Kasus Hak Asuh di PA Jakarta Selatan: Pendamping TRC PPA Soroti Proses Persidangan dan Akses Ibu Terhadap Anak

Foto:  Ketua Nasional TRC PPA sekaligus pendamping Mirna, Jeny Claudya Lumowa, saat mengisi acara sosialisasi Pendidikan dan Perlindungan Anak. 

JAKARTA SELATAN, (News Indonesia) — Proses persidangan perkara hak asuh anak di Pengadilan Agama Jakarta Selatan kembali menjadi perhatian setelah pendamping dari Tim Reaksi Cepat Perlindungan Perempuan dan Anak (TRC PPA) Indonesia menyoroti sejumlah kejadian dalam persidangan dan rangkaian proses hukum yang berjalan. 
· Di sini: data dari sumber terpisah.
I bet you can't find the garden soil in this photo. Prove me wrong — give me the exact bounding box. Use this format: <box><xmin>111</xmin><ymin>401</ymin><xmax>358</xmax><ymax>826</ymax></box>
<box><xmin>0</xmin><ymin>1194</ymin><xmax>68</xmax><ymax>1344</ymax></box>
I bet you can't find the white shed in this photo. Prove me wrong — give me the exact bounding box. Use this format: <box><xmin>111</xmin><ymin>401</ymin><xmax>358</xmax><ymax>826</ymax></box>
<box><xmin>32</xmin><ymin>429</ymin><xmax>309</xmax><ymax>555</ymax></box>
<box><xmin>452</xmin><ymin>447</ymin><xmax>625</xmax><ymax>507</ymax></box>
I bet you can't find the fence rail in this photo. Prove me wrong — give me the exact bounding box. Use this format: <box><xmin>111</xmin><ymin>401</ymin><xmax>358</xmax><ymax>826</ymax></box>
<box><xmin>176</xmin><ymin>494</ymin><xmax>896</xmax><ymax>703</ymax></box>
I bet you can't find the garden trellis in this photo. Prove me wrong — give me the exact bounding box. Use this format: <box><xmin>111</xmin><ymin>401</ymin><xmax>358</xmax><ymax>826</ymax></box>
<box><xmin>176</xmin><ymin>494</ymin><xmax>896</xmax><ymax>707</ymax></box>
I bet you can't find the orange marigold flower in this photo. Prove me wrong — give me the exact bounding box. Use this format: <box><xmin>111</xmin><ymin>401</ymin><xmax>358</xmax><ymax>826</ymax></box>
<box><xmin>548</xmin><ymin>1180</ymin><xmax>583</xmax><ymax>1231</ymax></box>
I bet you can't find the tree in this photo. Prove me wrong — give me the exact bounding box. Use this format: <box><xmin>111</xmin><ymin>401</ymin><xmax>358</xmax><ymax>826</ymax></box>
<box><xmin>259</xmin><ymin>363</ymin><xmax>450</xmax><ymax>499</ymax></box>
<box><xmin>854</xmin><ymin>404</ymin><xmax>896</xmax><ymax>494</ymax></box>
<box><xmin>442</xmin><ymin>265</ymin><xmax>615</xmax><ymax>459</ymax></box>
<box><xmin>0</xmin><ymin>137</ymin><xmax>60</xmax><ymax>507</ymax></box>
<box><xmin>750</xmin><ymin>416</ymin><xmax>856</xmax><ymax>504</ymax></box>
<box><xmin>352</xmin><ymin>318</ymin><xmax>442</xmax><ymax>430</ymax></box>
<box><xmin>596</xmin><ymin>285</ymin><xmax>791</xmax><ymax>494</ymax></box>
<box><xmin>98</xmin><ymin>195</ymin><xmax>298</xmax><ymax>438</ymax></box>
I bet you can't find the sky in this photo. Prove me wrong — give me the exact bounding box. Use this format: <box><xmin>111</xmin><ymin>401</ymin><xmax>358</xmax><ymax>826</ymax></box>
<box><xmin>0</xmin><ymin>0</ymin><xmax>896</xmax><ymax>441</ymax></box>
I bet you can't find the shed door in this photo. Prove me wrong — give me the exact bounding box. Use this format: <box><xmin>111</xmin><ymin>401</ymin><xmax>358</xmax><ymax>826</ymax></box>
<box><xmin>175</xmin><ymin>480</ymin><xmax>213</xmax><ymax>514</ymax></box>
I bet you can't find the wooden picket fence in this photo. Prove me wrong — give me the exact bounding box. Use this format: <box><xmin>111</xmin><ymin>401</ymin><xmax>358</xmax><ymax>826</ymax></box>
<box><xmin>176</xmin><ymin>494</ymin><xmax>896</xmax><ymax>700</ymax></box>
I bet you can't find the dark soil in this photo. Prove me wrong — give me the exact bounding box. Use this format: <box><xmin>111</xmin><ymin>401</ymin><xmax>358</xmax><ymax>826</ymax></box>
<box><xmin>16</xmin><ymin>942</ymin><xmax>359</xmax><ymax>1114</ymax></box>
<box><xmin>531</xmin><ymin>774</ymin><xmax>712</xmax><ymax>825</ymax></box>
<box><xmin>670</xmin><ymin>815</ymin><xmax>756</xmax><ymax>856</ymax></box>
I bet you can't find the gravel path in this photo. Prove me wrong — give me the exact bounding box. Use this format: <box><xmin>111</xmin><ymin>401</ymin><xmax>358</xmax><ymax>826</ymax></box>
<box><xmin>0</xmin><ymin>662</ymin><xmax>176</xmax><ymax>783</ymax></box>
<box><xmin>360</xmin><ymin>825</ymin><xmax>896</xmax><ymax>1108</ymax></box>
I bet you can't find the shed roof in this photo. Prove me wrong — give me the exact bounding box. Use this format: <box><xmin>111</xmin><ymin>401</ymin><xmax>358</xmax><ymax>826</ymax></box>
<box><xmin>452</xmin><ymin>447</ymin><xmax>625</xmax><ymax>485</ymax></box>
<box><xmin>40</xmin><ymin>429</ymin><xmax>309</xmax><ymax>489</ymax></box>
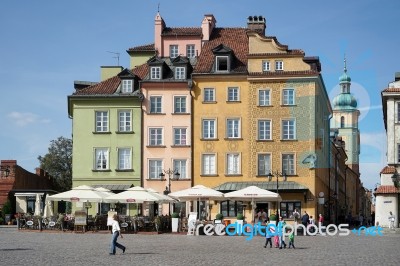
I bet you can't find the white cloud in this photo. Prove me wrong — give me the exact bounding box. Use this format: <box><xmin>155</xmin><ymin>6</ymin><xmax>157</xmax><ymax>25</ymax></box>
<box><xmin>7</xmin><ymin>112</ymin><xmax>51</xmax><ymax>127</ymax></box>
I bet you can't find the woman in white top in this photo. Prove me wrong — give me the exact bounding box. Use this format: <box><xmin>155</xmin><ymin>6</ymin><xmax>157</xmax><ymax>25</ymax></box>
<box><xmin>109</xmin><ymin>214</ymin><xmax>126</xmax><ymax>255</ymax></box>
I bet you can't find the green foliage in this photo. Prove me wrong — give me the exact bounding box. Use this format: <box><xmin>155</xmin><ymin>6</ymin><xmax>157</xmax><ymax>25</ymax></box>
<box><xmin>38</xmin><ymin>137</ymin><xmax>72</xmax><ymax>192</ymax></box>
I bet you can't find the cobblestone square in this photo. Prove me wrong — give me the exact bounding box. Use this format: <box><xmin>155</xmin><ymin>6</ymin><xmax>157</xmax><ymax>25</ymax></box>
<box><xmin>0</xmin><ymin>228</ymin><xmax>400</xmax><ymax>265</ymax></box>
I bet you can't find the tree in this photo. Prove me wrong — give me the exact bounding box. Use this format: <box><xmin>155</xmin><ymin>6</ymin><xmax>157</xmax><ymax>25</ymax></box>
<box><xmin>38</xmin><ymin>137</ymin><xmax>72</xmax><ymax>192</ymax></box>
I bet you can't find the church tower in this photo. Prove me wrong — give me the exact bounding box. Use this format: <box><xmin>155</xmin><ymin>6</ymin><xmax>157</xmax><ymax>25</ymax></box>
<box><xmin>331</xmin><ymin>58</ymin><xmax>360</xmax><ymax>173</ymax></box>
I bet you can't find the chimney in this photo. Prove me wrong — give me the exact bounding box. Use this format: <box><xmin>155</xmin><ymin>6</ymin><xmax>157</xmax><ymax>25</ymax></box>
<box><xmin>201</xmin><ymin>14</ymin><xmax>217</xmax><ymax>41</ymax></box>
<box><xmin>247</xmin><ymin>16</ymin><xmax>266</xmax><ymax>36</ymax></box>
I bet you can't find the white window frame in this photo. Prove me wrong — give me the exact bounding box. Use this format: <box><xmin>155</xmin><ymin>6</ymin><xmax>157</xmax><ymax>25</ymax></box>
<box><xmin>186</xmin><ymin>44</ymin><xmax>196</xmax><ymax>58</ymax></box>
<box><xmin>147</xmin><ymin>159</ymin><xmax>163</xmax><ymax>180</ymax></box>
<box><xmin>149</xmin><ymin>127</ymin><xmax>164</xmax><ymax>146</ymax></box>
<box><xmin>149</xmin><ymin>95</ymin><xmax>162</xmax><ymax>114</ymax></box>
<box><xmin>175</xmin><ymin>67</ymin><xmax>186</xmax><ymax>79</ymax></box>
<box><xmin>227</xmin><ymin>87</ymin><xmax>240</xmax><ymax>102</ymax></box>
<box><xmin>226</xmin><ymin>118</ymin><xmax>241</xmax><ymax>139</ymax></box>
<box><xmin>172</xmin><ymin>159</ymin><xmax>188</xmax><ymax>179</ymax></box>
<box><xmin>95</xmin><ymin>111</ymin><xmax>109</xmax><ymax>132</ymax></box>
<box><xmin>201</xmin><ymin>153</ymin><xmax>217</xmax><ymax>175</ymax></box>
<box><xmin>201</xmin><ymin>118</ymin><xmax>217</xmax><ymax>139</ymax></box>
<box><xmin>93</xmin><ymin>148</ymin><xmax>110</xmax><ymax>171</ymax></box>
<box><xmin>258</xmin><ymin>89</ymin><xmax>271</xmax><ymax>106</ymax></box>
<box><xmin>262</xmin><ymin>60</ymin><xmax>271</xmax><ymax>72</ymax></box>
<box><xmin>203</xmin><ymin>88</ymin><xmax>215</xmax><ymax>102</ymax></box>
<box><xmin>282</xmin><ymin>153</ymin><xmax>296</xmax><ymax>175</ymax></box>
<box><xmin>275</xmin><ymin>60</ymin><xmax>283</xmax><ymax>71</ymax></box>
<box><xmin>257</xmin><ymin>119</ymin><xmax>272</xmax><ymax>140</ymax></box>
<box><xmin>174</xmin><ymin>96</ymin><xmax>187</xmax><ymax>114</ymax></box>
<box><xmin>169</xmin><ymin>44</ymin><xmax>179</xmax><ymax>58</ymax></box>
<box><xmin>281</xmin><ymin>118</ymin><xmax>296</xmax><ymax>140</ymax></box>
<box><xmin>282</xmin><ymin>88</ymin><xmax>296</xmax><ymax>105</ymax></box>
<box><xmin>121</xmin><ymin>79</ymin><xmax>133</xmax><ymax>93</ymax></box>
<box><xmin>118</xmin><ymin>148</ymin><xmax>132</xmax><ymax>170</ymax></box>
<box><xmin>173</xmin><ymin>127</ymin><xmax>188</xmax><ymax>146</ymax></box>
<box><xmin>257</xmin><ymin>153</ymin><xmax>272</xmax><ymax>176</ymax></box>
<box><xmin>226</xmin><ymin>153</ymin><xmax>241</xmax><ymax>175</ymax></box>
<box><xmin>215</xmin><ymin>55</ymin><xmax>230</xmax><ymax>72</ymax></box>
<box><xmin>150</xmin><ymin>66</ymin><xmax>161</xmax><ymax>79</ymax></box>
<box><xmin>118</xmin><ymin>110</ymin><xmax>132</xmax><ymax>132</ymax></box>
Dalam sidang perkara nomor 1671/PDT.G/2025/PAJS, Ibu Mirna Novita, pihak penggugat, berupaya mendekat untuk memeluk anak pertamanya setelah dua tahun kesulitan bertemu secara bebas. Namun, menurut Mirna, anak tersebut menghindar, dan situasi menjadi tegang ketika kuasa hukum pihak tergugat berada di antara keduanya.

“Tidak ada upaya dari pihak pengadilan untuk mempertemukan kami dengan tenang. Anak dijaga ketat, bahkan kakeknya ikut menjaga, seolah-olah anak tidak mengenal ibunya,” ujar Mirna. Kamis (20/11).

Ia menyampaikan bahwa kejadian tersebut terekam dalam video.

Ketua Nasional TRC PPA sekaligus pendamping Mirna, Jeny Claudya Lumowa, menyatakan bahwa peristiwa di ruang sidang itu menjadi bagian dari sejumlah hal yang mereka ajukan dalam memori banding.

Jeny menjelaskan bahwa pihaknya menilai terdapat sejumlah ketidaksesuaian dan ketidakadilan dalam proses persidangan dan pembuktian. Menurutnya:

Pihak tergugat dinilai memberikan pernyataan yang dianggap kontradiktif terkait pembuktian akta cerai dan permintaan bukti forensik.

Majelis hakim tingkat pertama disebut menerima jawaban tambahan tergugat yang tidak tercatat dalam sistem e-court, serta tidak memberikan salinan kepada pihak Mirna.

Beberapa bukti foto dan video yang menunjukkan hubungan Mirna dengan anak sebelum perceraian disebut tidak dipertimbangkan dalam putusan.

Jeny juga menyampaikan bahwa menurut pihaknya, Mirna mengalami pembatasan akses selama dua tahun, antara lain melalui pemblokiran komunikasi, perpindahan tempat tinggal tanpa pemberitahuan, dan syarat pertemuan dengan pendamping.

Terkait lingkungan tempat tinggal anak, Jeny menyebut ada sejumlah situasi yang menurut mereka perlu dikaji ulang oleh majelis hakim, serta menilai bahwa tuduhan yang dialamatkan kepada pihak Mirna maupun kuasa hukumnya tidak berdasar.

Pihak TRC PPA meminta Pengadilan Tinggi Agama Jakarta meninjau kembali sejumlah aspek yang mereka anggap sebagai kesalahan dalam putusan Pengadilan Agama Jakarta Selatan tanggal 16 Oktober 2025.

“Persidangan seharusnya menjadi ruang mencari keadilan. Kami berharap akses yang layak dapat diberikan kepada Ibu Mirna serta kepentingan terbaik bagi anak dapat dijamin,” ujar Jeny.

Hingga berita ini disusun, pihak tergugat dan majelis hakim belum memberikan tanggapan resmi terkait pernyataan dalam memori banding tersebut.

Ketua TRC PPA Indonesia, Jeny Claudya Lumowa, menyampaikan kesediaannya memberikan video kejadian dan dokumen yang tertuang dalam memori banding kepada media dengan ketentuan tetap mematuhi aturan perlindungan identitas anak.